Posts Tagged ‘pandas’

“AttributeError: exp” from numpy when calling predict_proba()

Thursday, November 13th, 2014

If you’ve been trying out different types of Scikit-learn classifier algorithms, and have been merrily going along calling predict(X) and predict_proba(X) on various classifiers (e.g. DecisionTreeClassifier, RandomForestClassifier), you might decide to try something else (like LogisticRegression), which will seem to work for calling predict(X) but maddenly fails with “AttributeError: exp”

If you follow the stack trace and the error is when “np.exp” is being called within _predict_proba_lr, you might have my problem, namely, you have some un-casted booleans within your X. This causes the predict_proba method to fail with linear models (though not with classifiers).

You can fix this by converting your X to floats with X.astype(float) explicitly before passing X to predict_proba. Careful; if you have values that ACTUALLY don’t cast to float intelligently this will probably do terrible things to your model.

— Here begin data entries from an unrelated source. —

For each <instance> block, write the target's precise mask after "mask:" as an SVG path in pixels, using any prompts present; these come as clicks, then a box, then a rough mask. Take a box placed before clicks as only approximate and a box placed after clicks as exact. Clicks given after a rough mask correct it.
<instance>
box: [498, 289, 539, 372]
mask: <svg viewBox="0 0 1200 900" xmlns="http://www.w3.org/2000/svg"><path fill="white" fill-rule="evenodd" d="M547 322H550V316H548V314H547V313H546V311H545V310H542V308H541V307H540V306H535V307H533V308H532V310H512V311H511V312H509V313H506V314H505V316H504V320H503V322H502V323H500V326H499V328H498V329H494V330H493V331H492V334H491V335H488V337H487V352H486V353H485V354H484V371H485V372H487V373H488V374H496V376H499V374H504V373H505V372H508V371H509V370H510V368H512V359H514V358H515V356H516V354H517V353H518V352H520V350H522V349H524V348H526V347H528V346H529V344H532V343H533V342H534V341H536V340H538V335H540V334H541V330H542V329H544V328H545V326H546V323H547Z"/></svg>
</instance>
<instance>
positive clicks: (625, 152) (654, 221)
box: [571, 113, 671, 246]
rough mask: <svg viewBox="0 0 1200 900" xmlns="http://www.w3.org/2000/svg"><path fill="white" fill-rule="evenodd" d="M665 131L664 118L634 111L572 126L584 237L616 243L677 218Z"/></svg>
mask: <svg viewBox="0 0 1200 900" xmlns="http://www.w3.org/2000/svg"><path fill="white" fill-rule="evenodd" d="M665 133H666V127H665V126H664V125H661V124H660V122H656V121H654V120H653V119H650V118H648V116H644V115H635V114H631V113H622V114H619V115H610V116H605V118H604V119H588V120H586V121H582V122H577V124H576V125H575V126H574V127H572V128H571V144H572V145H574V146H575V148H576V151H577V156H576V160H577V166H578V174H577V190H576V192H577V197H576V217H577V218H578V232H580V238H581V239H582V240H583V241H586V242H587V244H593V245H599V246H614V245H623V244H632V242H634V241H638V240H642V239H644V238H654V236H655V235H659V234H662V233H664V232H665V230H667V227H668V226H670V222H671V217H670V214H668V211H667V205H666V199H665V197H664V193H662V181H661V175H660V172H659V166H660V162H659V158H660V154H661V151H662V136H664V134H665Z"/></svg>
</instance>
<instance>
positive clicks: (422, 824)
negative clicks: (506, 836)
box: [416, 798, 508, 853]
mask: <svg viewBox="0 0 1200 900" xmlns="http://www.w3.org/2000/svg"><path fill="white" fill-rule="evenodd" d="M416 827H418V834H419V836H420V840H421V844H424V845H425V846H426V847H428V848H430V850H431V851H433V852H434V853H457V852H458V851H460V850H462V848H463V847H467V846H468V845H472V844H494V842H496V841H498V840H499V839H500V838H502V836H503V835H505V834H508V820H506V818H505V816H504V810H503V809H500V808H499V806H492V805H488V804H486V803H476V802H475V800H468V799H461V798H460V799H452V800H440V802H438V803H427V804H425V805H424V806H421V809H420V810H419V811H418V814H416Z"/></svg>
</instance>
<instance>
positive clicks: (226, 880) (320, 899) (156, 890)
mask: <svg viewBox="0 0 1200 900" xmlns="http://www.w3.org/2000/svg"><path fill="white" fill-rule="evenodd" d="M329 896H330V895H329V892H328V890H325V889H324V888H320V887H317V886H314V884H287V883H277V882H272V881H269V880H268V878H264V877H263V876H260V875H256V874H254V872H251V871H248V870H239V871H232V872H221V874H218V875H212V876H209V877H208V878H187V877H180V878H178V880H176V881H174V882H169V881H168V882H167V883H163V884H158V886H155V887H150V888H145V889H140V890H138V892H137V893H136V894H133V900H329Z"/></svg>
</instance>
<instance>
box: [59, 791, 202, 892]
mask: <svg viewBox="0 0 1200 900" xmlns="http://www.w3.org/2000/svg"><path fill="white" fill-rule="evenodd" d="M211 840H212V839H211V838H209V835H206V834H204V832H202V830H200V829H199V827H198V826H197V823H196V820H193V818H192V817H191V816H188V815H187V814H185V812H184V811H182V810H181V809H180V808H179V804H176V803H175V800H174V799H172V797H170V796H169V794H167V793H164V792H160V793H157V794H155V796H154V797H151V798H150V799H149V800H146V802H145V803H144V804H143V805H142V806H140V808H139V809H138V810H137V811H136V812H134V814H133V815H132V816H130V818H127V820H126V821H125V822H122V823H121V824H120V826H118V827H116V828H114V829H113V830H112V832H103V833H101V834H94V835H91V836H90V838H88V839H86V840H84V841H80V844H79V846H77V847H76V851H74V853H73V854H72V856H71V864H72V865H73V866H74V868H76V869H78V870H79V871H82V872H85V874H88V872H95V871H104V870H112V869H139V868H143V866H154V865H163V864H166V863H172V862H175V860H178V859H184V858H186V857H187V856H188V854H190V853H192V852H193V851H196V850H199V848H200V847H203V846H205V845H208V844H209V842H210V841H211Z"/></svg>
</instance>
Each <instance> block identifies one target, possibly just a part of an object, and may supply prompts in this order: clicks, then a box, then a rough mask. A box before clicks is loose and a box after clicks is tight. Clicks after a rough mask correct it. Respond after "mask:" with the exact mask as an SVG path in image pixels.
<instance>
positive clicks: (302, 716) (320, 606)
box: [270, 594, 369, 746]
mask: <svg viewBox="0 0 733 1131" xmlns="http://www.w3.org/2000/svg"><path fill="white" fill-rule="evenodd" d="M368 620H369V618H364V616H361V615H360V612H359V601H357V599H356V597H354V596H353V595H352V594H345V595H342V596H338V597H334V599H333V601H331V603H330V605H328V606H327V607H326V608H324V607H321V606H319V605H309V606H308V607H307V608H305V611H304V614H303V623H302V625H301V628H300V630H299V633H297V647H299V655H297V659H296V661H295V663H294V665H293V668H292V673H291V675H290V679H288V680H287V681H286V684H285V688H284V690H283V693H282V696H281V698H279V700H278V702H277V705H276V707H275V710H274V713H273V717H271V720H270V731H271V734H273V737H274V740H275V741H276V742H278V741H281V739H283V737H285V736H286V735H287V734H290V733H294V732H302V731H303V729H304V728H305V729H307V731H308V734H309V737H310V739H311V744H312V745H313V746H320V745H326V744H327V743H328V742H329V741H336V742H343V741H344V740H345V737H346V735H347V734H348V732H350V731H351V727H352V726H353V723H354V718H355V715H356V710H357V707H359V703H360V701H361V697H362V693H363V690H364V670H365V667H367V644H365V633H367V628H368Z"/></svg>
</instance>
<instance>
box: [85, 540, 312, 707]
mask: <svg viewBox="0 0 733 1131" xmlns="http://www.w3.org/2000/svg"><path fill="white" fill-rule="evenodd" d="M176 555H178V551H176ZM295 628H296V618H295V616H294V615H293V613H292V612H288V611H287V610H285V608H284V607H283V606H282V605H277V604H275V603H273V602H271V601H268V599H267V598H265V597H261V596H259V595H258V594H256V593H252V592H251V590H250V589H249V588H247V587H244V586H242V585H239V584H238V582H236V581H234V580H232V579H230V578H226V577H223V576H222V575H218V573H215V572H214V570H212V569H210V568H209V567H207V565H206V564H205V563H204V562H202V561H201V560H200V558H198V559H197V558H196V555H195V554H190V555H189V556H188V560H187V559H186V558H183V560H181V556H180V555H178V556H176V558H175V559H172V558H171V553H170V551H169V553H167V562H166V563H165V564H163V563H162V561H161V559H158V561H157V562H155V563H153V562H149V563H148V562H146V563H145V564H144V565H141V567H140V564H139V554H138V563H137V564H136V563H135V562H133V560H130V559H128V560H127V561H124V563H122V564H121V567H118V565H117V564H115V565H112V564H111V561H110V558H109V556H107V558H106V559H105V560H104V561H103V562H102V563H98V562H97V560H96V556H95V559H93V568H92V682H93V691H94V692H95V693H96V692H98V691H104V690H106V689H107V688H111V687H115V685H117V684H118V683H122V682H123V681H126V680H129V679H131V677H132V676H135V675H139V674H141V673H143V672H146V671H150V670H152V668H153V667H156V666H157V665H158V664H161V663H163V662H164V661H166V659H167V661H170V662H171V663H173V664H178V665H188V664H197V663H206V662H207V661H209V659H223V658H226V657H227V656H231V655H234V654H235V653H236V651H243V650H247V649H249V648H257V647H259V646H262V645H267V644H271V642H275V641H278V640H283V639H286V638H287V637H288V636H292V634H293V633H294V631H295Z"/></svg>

If you formed up your X as an np.array natively, you probably don’t get this behavior, since np.array’s constructor seems to convert your bools for you. But if you started with a pd.DataFrame or pd.Series, *even if you converted it to an np.array*, it will consider the bools as objects and they will bomb out in predict_proba.

(np = numpy, pd = pandas by convention)


import numpy as np
import pandas as pd
a = np.array([1,2,3,True, False])
b = pd.Series([1,2,3,True, False])
c = np.array(b)
d = c.astype(float)

## native np.array is OK, because bools were converted.
np.exp(a)
Out[64]: array([ 2.71828183, 7.3890561 , 20.08553692, 2.71828183, 1. ])

## pd.Series can usually be used where np.array, but not when exp can't handle bools:
np.exp(b)
Traceback (most recent call last):
File "/opt/local/Library/Frameworks/Python.framework/Versions/2.7/lib/python2.7/site-packages/IPython/core/interactiveshell.py", line 2883, in run_code
exec(code_obj, self.user_global_ns, self.user_ns)
File "", line 1, in
np.exp(b)
AttributeError: exp

## merely explicitly creating a np.array first won't solve your problem.
np.exp(c)
Traceback (most recent call last):
File "/opt/local/Library/Frameworks/Python.framework/Versions/2.7/lib/python2.7/site-packages/IPython/core/interactiveshell.py", line 2883, in run_code
exec(code_obj, self.user_global_ns, self.user_ns)
File "", line 1, in
np.exp(c)
AttributeError: exp

## explicit cast to float works.
np.exp(d)
Out[67]: array([ 2.71828183, 7.3890561 , 20.08553692, 2.71828183, 1. ])